Sebelum bercerita tentang resensi buku, saya ingin sedikit berbagi kisah tentang perempuan WNI yang menikah dengan orang Afghanistan. Karena satu dan lain hal, dia lari dari rumah suaminya. Saya masih ingat, ketika saya masih tinggal di Islamabad, seorang perempuan WNI Indonesia yang menikah dengan laki-laki berasal dari Afghanistan meminta perlindungan ke KBRI Islamabad karena diburu dan akan dibunuh oleh keluarga suaminya karena dia lari dari rumah disebabkan mendapatkan siksaan oleh suaminya. Dalam budaya Afghanistan, perempuan yang lari dari rumah atau suaminya dianggap sebagai perempuan ‘nakal’, tidak peduli meskipun perempuan ini lari karena siksaan dari anggota keluarganya.

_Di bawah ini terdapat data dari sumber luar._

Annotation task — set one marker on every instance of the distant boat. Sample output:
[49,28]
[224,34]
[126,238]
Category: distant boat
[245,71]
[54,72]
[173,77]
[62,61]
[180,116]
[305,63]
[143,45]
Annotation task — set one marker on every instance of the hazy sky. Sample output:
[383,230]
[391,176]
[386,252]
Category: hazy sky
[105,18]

Beruntungnya, WNI ini berhasil sampai di kota Peshawar dan bertemu dengan seseorang yang bersedia menolong dan memberi tumpangan untuk mengantarkan ke KBRI Islamabad. KBRI Islamabad berjarak kurang lebih 2-3 jam perjalanan darat dari Peshawar. Saat itu belum ada perwakilan KBRI Indonesia di Afghanistan, dan entah bagaimana caranya perempuan WNI ini bisa kabur dari keluarga suaminya bahkan bisa sampai ke Peshawar mengingat perjalanan dari Afghanistan ke Peshawar itu melewati wilayah tak bertuan Khyber Pakhtunkwa bagian dari North West Frontier Province (NWFP) wilayah Pakistan, dan untuk melewati wilayah ini kita mesti mendapatkan ‘izin melintas’ dari setiap suku yang berkuasa sepanjang rute tersebut sampai ke kota Peshawar.
Gambaran ini semoga sedikit banyak dapat memberikan sedikit perspektif bagaimana perempuan di sana, sebelum lebih dalam bicara tentang isi buku ini.

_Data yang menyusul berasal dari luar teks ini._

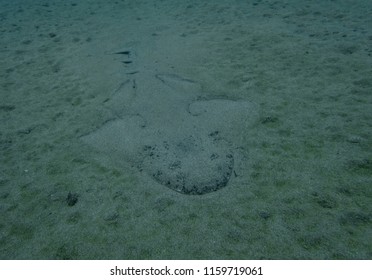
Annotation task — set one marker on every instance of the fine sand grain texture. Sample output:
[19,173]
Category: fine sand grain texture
[185,129]
[182,142]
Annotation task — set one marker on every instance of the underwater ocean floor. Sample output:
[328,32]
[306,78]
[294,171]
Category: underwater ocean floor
[185,129]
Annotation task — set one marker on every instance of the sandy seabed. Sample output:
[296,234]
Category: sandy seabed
[302,188]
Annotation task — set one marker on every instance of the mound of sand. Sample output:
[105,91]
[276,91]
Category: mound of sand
[182,142]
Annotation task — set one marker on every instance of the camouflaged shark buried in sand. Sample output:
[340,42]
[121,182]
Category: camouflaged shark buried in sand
[164,126]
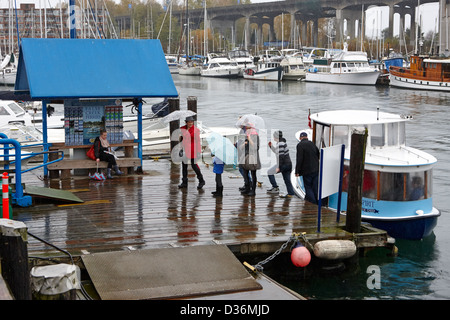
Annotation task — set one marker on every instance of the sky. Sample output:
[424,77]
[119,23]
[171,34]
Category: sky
[429,13]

Baiklah, buku yang saya resensi ini diawali dengan kisah Samia Sarwar, tetangganya, teman sekelas kakak perempuannya, yang dinikahkan dengan saudara sepupunya (putra saudara perempuan ibunya) dalam suatu pernikahan megah di Peshawar. Perjodohan antar sepupu dekat sudah menjadi tradisi di masyarakat ini, tidak terkecuali juga di Pakistan. Tahun 1999, Samia memperoleh kekasih dan melarikan diri dari pernikahan yang menyedihkan dan akhirnya membawanya ke tempat penampungan perempuan. Ibunya sendiri mengikuti, menemukan dan membunuhnya di tempat penampungan.
Tidak ada satupun wawancara dari keluarga kepada media. BBC menjadikan kasus ini sebagai sebuah film dokumenter “Licence to Kill” namun tanpa disertai wawancara dari orang-orang terdekat korban. Buku ini menguak kisah ragam perspektif perempuan yang tinggal di penampungan ini, sehingga memberikan perspektif dengan warna lain tentang perempuan Afghanistan.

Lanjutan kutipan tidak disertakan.